Comment by giantrobot
4 years ago
> Who CARES if the SPA had to make 3xRTT in the background, if it can serve the next page up instantly because that data is already present and cached, it's a huge win.
The data is never in the cache. It is for a developer because they forget to clear their caches when testing. For most users the data will not be cached unless they're sitting on the SPA all day.
So when the user doesn't have data cached that 3xRTT on their spotty 4G signal the SPA pattern is of no help. Not everyone is sitting still on great WiFi. Someone's cellular reception can go from great to unusable just walking down the street.
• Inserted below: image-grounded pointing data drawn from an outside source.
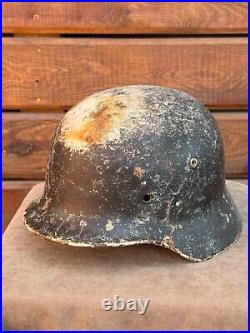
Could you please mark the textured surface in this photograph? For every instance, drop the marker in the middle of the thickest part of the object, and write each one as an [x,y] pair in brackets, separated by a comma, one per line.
[26,138]
[125,18]
[50,286]
[61,71]
[137,164]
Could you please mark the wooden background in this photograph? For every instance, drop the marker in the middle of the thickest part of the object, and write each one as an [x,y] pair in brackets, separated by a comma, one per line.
[55,54]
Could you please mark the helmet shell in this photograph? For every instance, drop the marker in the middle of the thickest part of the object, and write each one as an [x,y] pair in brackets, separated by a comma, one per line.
[137,164]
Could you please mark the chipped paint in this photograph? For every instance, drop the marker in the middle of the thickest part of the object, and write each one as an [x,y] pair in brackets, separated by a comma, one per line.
[137,165]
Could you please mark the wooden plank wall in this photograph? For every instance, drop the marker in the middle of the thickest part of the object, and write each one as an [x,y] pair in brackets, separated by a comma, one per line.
[55,54]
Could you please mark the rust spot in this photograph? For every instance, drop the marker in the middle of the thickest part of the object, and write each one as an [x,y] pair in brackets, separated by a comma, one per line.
[20,148]
[139,172]
[94,130]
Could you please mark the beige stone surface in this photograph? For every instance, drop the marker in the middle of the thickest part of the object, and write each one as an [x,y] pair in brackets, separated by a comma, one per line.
[49,286]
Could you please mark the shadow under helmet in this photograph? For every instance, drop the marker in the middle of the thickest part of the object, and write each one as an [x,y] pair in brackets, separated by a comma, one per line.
[137,165]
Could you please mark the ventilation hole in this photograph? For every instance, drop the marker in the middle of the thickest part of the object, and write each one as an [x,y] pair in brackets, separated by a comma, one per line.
[193,162]
[146,197]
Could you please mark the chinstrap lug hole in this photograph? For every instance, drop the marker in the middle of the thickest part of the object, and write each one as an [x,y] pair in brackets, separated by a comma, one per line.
[193,162]
[146,197]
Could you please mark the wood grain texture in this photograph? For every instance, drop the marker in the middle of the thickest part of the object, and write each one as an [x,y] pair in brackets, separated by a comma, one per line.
[56,72]
[26,140]
[13,193]
[125,18]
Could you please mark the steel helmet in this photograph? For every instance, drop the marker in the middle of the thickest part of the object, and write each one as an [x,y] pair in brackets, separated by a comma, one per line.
[137,165]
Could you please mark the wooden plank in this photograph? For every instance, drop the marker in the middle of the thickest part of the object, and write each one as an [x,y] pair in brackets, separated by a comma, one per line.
[125,18]
[234,128]
[13,193]
[26,140]
[56,72]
>The data is never in the cache.
Then you have a shitty app.
Between localstorage and indexdb - unless you're literally out of disk and having storage being evicted, then if you've loaded my app once (and I mean once, not once this browser session) then I have data in cache.
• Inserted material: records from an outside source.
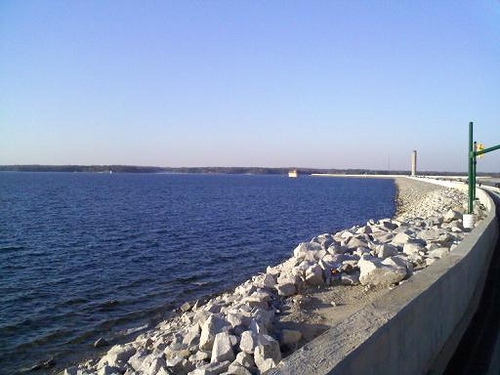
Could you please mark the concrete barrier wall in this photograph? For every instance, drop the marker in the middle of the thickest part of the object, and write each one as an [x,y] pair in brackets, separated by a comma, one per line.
[415,327]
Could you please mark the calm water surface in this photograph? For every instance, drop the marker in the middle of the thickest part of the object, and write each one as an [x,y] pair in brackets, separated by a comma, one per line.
[89,255]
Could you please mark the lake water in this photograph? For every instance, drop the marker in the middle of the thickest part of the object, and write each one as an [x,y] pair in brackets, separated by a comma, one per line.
[90,255]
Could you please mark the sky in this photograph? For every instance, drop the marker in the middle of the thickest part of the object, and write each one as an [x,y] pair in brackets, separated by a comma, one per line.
[323,84]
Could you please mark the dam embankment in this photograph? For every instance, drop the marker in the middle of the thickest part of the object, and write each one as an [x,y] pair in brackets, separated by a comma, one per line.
[416,327]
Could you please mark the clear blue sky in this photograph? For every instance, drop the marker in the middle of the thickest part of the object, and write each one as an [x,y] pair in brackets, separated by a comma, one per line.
[328,84]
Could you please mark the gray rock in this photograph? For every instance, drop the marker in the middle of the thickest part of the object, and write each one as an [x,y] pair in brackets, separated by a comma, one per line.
[237,369]
[290,336]
[153,364]
[137,359]
[186,306]
[117,356]
[269,281]
[386,250]
[212,326]
[382,237]
[401,238]
[109,370]
[413,248]
[314,275]
[350,279]
[245,359]
[452,215]
[373,272]
[100,343]
[211,369]
[400,261]
[200,355]
[268,348]
[355,242]
[286,289]
[438,253]
[388,224]
[222,349]
[266,365]
[248,341]
[307,250]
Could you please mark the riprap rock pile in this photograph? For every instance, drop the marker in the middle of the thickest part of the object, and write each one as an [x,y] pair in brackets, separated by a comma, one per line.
[235,333]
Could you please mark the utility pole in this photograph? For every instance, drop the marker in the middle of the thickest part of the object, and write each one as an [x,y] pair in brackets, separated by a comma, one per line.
[475,150]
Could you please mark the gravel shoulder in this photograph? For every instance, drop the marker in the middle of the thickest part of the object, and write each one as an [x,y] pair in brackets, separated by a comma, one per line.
[250,329]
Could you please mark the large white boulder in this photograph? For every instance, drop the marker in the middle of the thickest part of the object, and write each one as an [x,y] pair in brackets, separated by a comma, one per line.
[222,349]
[212,326]
[268,348]
[374,272]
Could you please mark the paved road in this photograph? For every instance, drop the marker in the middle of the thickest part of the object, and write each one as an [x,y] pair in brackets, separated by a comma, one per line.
[479,349]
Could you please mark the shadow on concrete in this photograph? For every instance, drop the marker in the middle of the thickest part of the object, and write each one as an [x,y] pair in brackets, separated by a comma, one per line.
[476,350]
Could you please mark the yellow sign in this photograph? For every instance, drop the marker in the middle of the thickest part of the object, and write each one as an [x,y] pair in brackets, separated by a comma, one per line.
[480,147]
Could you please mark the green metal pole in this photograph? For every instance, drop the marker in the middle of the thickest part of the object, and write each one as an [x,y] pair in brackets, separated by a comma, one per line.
[474,165]
[489,149]
[469,158]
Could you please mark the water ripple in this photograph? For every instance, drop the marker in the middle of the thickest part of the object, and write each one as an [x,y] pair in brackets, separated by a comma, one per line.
[89,255]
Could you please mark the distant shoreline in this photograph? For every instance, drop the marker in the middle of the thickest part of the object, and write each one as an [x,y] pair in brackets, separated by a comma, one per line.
[220,170]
Basically - don't blame SPAs, blame developers for assuming that the same "request the data every page view" paradigm is still in play.
It's not, and storage is insanely cheap.
> Then you have a shitty app.
This feels a lot like you're making a “No True Scotsman” argument. The behaviour you're saying doesn't / shouldn't happen has been the defining characteristic of SPAs since the beginning and it's still immediately visible on most of them as soon as you have a less than perfect high-speed internet connection. If statistically nobody except the Wordle developer can make something which handles crappy WiFi the problem requires more than just saying someone is a bad developer.